The Christian Post interviewed Broughton, who said, "My take on it is that it's a personal attack in order to discredit a nomination that disappointed the people who had spent a lot of money for something else. He added, "In that way they have been very successful. I have been discredited. My character has been besmirched and sullied," he added.

Responding to allegations that Hollywood's actions were motivated by a larger, culture war angle, Broughton said he would not "discount that there are other issues at work." Although the film was produced by a Christian group and Tada is an evangelical Christian, neither he nor Spiegel identify as such. (Broughton, who was raised in a family that was significantly involved in the Salvation Army said he "wouldn't put a name" on his faith. Spiegel is Jewish.)
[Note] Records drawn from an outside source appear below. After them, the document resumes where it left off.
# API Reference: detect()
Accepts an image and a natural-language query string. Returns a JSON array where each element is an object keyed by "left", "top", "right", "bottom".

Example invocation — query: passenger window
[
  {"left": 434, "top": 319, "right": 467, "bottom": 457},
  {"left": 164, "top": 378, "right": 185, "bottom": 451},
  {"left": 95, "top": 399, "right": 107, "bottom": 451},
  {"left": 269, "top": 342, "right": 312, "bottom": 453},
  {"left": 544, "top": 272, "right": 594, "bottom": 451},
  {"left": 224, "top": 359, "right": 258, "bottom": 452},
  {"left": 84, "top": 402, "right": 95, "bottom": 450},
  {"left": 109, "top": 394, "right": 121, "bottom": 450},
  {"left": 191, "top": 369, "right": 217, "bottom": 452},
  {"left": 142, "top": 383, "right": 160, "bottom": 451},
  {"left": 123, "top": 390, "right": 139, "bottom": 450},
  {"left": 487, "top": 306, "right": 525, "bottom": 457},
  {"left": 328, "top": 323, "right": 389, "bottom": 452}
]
Broughton pointed to an industry where thousands of dollars are spent on special screenings of the film and lavish parties in the hopes that studios can persuade Academy members to nominate their film. As the composer sees it, most attached with a particular film would not have to resort to sending out personal emails to jockey for votes.
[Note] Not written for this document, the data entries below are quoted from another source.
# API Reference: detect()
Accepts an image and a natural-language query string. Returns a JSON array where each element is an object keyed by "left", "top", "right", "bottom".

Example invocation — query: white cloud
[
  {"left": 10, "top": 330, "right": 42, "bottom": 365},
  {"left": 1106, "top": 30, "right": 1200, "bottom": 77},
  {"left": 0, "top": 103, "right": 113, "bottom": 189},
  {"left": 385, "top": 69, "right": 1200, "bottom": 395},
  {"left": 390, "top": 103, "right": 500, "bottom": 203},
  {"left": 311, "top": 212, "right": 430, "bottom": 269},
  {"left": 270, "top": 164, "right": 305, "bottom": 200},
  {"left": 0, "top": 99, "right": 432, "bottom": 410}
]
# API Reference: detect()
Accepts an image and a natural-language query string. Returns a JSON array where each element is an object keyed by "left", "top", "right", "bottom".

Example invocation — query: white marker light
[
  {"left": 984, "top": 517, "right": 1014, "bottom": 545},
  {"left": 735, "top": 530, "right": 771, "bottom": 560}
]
He said, "My campaign, which I guess was the production company's campaign, was limited to writing some emails….just asking them to listen to the song. I didn't ask to vote for the song. I didn't call anyone up, I didn't promote the movie. I didn't do anything. I just pointed out the song on a list of 75 songs on the DVD that the Academy is sending."
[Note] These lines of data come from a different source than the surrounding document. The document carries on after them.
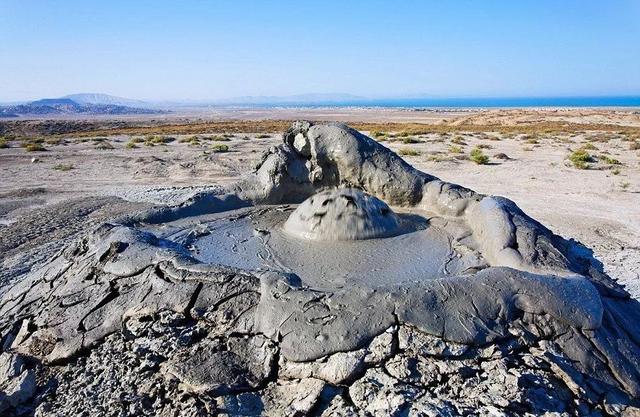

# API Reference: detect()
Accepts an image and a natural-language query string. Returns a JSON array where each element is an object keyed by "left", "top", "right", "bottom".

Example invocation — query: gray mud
[
  {"left": 161, "top": 204, "right": 473, "bottom": 289},
  {"left": 1, "top": 121, "right": 639, "bottom": 416}
]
Joni Eareckson Tada was gracious in her response.   She is quoted in a press release:  
“I was grateful for the attention the nomination brought to this worthy song and the
inspirational film behind it, as well as to the ongoing work of Joni and Friends to people
affected by disabilities. The decision by the Academy to rescind the nomination may
well bring even further attention, and I only hope it helps to further extend the message
and impact of the song.
“Regarding the reasons for the nomination being rescinded, it is not my place to
speculate as I have no insights into the workings of the entertainment industry. I was
honored to be invited to sing the song and it will always be a treasured experience.”
1 - Dozens of Christian organizations stand with plaintiffs in contraception mandate case before the Supreme Court

This week, with eyes on Washington fixed on the circumstances surrounding the President's State of the Union address, there was pro-life activity taking place in the U.S. House of Representatives, where a bill to prohibit taxpayer funding of abortion passed that chamber, as well as at the U.S. Supreme Court, where a stream of friend-of-the-court, or amicus briefs were received, concerning a case involving the Administration's mandate that employers provide drugs that could cause abortion, as well as to provide contraception and sterilization, in their health insurance plans.  Oral arguments will be heard on March 25 in a combined hearing involving two plaintiffs:  Hobby Lobby and Conestoga Wood Specialties, for-profit companies who desire to operate by Christian principles and who find this mandate objectionable in light of their Christian beliefs.

According to the Alliance Defending Freedom, which represents the Hahn family, owners of Conestoga, 59 briefs were filed with the U.S. Supreme Court this week to encourage the high court to declare the Obama administration’s abortion pill mandate illegal in those two major legal challenges. The briefs outnumber the ones filed in favor of the mandate by nearly three to one.  The briefs include the attorneys general from 20 states, a diversity of organizations ranging from pro-life Democrats to libertarians, and a broad spectrum of both Catholic and Protestant religious groups.

ADF Senior Counsel David Cortman is quoted as saying, “Unjust laws are not valid laws. Americans must be free to exercise their constitutionally protected liberties without punishment from the government...As the numerous briefs filed with the Supreme Court affirm, the administration has no business forcing citizens to choose between making a living and living free.”